The Ecosystem Overviews provide a summary introduction to the main habitat types covered in APIS and the main air pollutant pressures to those habitats in the UK. In specific locations, e.g.. close to a major source, other pollutants may be a concern for a habitat and the user should use the searches by location or by habitat/pollutant in these cases.
Parkland trees and hedgerows are expected to be at particular risk from exposure to gaseous and particulate air pollution. This is because many pollutants deposit faster on aerodynamically rough surfaces, as a result exposed parkland trees and hedgerows are effective scavengers of air pollutants. Hedgerows are under additional risk as there are often boundary features to roads or agricultural land, which may be sources of air pollutants.
BAP habitats: Ancient and/or species-rich hedgerows (priority); Lowland wood-pasture and parkland (priority).
Main Pollutant Impacts
Nitrogen deposition and Ammonia
Ammonia (NH3) emissions from intensive farmland lead to high rates of local deposition (Sutton et al. 1998). Hedgerows are often only a few metres from ammonia emitting fields, i.e. after the land spreading of manure or slurry, and maybe subject to deposition well in excess of critical loads and levels. The biological responses focus mainly on the epiphytes and ground flora, with effects of the latter expected to parallel changes in woodlands. The issue of NH3 impacts on parkland trees has been recognised, for example, where parkland is heavily grazed or fertilised, leading to concerns regarding epiphyte populations (Woodin and Farmer 1993).Although enhanced levels of NOx occur close to roads, NOx deposits much more slowly than NH3, consequently impacts on hedgerows are expected to be less from this source. Direct effects of NOx include damage to sensitive mosses, liverworts and lichens which receive their nutrients from the atmosphere. Direct damage is also possible to tree species sensitive to air pollution.
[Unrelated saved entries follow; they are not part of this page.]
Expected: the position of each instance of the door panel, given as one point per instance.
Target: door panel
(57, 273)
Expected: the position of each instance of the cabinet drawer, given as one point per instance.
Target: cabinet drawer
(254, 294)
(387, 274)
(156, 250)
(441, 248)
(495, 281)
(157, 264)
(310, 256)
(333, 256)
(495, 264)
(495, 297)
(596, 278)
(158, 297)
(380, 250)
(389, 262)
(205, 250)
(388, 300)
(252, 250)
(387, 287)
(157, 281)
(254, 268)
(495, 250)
Dispersal of biocides used in agriculture is expected to affect hedgerow plant and animal species composition. The very local scale impacts may be considered as due to "spray drift". Field surveys carried out by Gove et al (2007) found that the abundance of the most sensitive species was highest in woodland margins adjacent to fields with low agrichemical inputs and lowest beside high-input farmland. These differences were seen at least 4 m into woodland margins but were not found at 10 m. They recommend the adoption of no-spray buffer zones of at least 5 m to protect the majority of woodland species from the impacts of agrichemicals applied to adjacent land.
Close to sources a considerable fraction of heavy metals is contained in supermicron particles, which deposit much more rapidly than fine particles. In addition, deposition rates are largest to aerodynamically rough surfaces such as trees and bushes. Therefore urban parklands and roadside hedgerows are expected to receive a particularly large deposition of particulate pollutants, especially heavy metals, which may subsequently accumulate in the food chain. Although studies are beginning to quantify the rates of deposition, there is a need to clarify the precise scale of the ecological impacts.
For ozone impacts see the Woodlands overview.